Laser line scan (LLS) systems rely upon narrow angular field apertures and displacement between emitter and receiver to reduce volume backscatter from the common volume near the target. With this configuration, multiple volume scattering near the sensor becomes a significant contribution to the total backscatter return. Detection of continuous wave laser return signals is complicated at the range limit of these systems due to the temporal overlap between the target return and the backscatter return. In the compact implementation of these systems, necessary when the deployment platform is the 12" or 21" diameter AUV, this detection ambiguity can lead to a significant degradation in imaging performance. Detection methods must therefore separate the two signals and estimate the energy returning from the target alone. Indeed, the use of pulsed laser illumination under some conditions allows for temporal separation of the target and volume scattering return signals.

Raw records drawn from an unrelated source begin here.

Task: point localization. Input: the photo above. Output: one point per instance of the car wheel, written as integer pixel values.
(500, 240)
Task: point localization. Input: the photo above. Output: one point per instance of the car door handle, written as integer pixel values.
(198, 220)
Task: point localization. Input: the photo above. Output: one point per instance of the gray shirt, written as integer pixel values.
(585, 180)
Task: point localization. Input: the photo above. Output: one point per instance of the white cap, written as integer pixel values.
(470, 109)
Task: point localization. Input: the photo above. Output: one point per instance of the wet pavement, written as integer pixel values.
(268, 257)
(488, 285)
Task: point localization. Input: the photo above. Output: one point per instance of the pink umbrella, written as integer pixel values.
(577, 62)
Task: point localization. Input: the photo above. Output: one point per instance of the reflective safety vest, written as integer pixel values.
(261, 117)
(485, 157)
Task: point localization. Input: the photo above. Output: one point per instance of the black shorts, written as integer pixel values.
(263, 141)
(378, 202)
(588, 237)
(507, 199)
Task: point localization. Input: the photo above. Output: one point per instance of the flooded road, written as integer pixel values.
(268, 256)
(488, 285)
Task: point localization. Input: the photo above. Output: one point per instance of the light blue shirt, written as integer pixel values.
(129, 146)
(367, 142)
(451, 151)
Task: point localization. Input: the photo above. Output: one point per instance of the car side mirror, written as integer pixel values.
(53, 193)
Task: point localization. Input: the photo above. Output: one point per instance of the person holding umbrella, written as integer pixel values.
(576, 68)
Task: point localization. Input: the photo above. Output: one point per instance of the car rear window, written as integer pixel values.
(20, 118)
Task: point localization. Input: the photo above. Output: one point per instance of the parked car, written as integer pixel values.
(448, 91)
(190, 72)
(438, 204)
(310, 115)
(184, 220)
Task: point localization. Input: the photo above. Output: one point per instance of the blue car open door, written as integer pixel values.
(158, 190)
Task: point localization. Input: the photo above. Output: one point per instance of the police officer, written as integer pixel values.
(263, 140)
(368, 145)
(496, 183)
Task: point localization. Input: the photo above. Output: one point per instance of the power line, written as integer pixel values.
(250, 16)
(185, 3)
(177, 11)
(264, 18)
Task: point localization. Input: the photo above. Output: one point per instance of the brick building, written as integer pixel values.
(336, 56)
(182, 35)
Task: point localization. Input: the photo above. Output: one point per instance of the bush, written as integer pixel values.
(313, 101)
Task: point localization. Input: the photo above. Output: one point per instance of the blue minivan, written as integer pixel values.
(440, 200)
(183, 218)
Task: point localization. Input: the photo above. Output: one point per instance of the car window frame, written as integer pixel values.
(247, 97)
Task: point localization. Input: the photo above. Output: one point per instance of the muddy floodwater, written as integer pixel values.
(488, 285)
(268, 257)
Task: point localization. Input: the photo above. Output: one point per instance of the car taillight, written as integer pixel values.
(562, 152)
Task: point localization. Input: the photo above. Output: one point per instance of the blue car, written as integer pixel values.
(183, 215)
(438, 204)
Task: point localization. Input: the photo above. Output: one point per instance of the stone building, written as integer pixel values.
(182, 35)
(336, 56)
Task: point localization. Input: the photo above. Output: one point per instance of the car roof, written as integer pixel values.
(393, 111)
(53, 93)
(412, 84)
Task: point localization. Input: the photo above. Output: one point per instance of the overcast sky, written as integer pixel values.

However, this method relies upon knowledge of the target distance and establishment of a gated detection scheme. We present a comparison of simulation results for both the CW and pulsed-laser cases in a range of turbid water conditions and at differing optical attenuation lengths approaching the limiting case for these types of underwater imagers. These simulations are performed using models developed by Metron Inc. (Reston, VA), and allow both a time history and image quality comparison. The goal of this simulation work is to identify the operational and environmental conditions under which each scheme is usable for the AUV-deployed scenario. Experimental results supporting these findings will be presented as available.